No café, Lula comentou uma declaração atribuída a Campos Neto de que o juro não estaria tão alto, pois para cumprir a meta de inflação do ano que vem, de 3%, teria de ser o dobro (26%) do atual. Para Lula, uma paulada dessa magnitude no juro é totalmente indesejada e, se fosse necessário, a meta de inflação poderia ser alterada. Essa meta é fixada pelo governo e, desde o início do ano, paira no ar a hipótese de alterar a de 2024 (3%). Não há decisão a respeito, segundo Lula.

“Estou muito preocupado com a situação do desemprego”, disse ele no café com jornalistas. O desemprego subiu de 7,9% em dezembro, último mês de Jair Bolsonaro no poder, para 8,6% em fevereiro, último dado disponível no IBGE, o órgão oficial das estatísticas. É uma sazonalidade típica dessa época do ano, mas que cai na conta do governo Lula. O salário médio dos trabalhadores nesse período ficou praticamente igual: era de 2.841 em dezembro e chegou a 2.853 em fevereiro.

Ao falar do mercado de trabalho, Lula citou especificamente o setor automobilístico. Contou ter recebido um telefonema recente do Sindicato dos Metalúrgicos do ABC (presumivelmente de seu presidente, Moisés Selerges Junior) e ouvido que várias montadoras estão paralisadas.

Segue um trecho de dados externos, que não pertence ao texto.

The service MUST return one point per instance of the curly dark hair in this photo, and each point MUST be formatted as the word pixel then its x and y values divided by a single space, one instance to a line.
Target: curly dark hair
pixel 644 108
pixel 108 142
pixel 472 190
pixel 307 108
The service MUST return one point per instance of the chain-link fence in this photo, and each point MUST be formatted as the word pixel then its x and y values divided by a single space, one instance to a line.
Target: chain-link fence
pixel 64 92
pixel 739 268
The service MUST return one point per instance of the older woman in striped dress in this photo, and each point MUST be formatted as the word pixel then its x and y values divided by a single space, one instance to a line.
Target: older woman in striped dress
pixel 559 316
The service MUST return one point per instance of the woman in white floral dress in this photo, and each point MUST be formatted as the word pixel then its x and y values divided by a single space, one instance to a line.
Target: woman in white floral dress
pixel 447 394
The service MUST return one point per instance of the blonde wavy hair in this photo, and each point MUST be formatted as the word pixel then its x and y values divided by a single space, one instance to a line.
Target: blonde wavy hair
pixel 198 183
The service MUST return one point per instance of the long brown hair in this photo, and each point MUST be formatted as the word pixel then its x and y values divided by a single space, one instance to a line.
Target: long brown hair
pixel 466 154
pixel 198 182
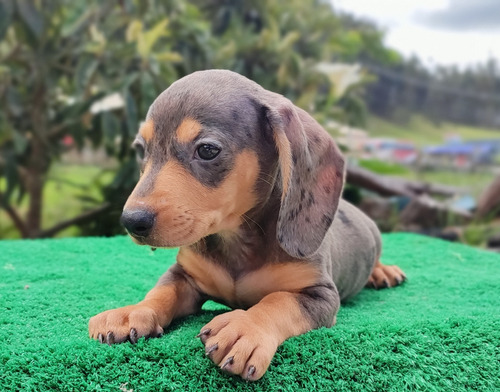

O setor, disse Lula, “parou de vender porque o povo parou de comprar”, não existe mais carro popular, “não está fácil comprar carro”. Em 2010, último ano dos governos anteriores de Lula, as montadoras venderam 3,8 milhões de carros no Brasil. Agora, comercializam a metade, afirmou o petista. O financiamento mais barato por parte delas, na visão de Lula, precisa voltar.

Na segunda-feira 10, o presidente reunirá seus ministros parra um balanço de 100 dias de governo e para apresentar planos futuros. Entre estes, está justamente o de tentar baratear o crédito bancário, sobretudo para pequenas e médias empresas, pequenos e médios agricultores. A Fazenda desenhou um programa, o Desenrola, para desafogar quem tem dívidas bancárias e tentar fazer com que essas pessoas voltem a tomar empréstimos.

É outra medida que agora deixa Lula um pouco mais otimista com o futuro da economia. Idem um plano de obras de infraestrutura e na área social que deve ser lançado em 28 de abril. Até agora, é chamado dentro do governo de “novo PAC”, um nome provisório.

Alguns petistas no Congresso têm mostrado nos últimos dias uma postura mais pessimista, mais parecida com aquela de Lula no início do ano. A visão é de que o plano Haddad de controle de gastos pode travar a economia em 2024, em razão do objetivo de zerar o déficit público. Lula acredita que o plano é uma “engenharia muito bem pensada pela equipe do Haddad”.

O tempo dirá quem tem razão: os pessimistas ou os otimistas.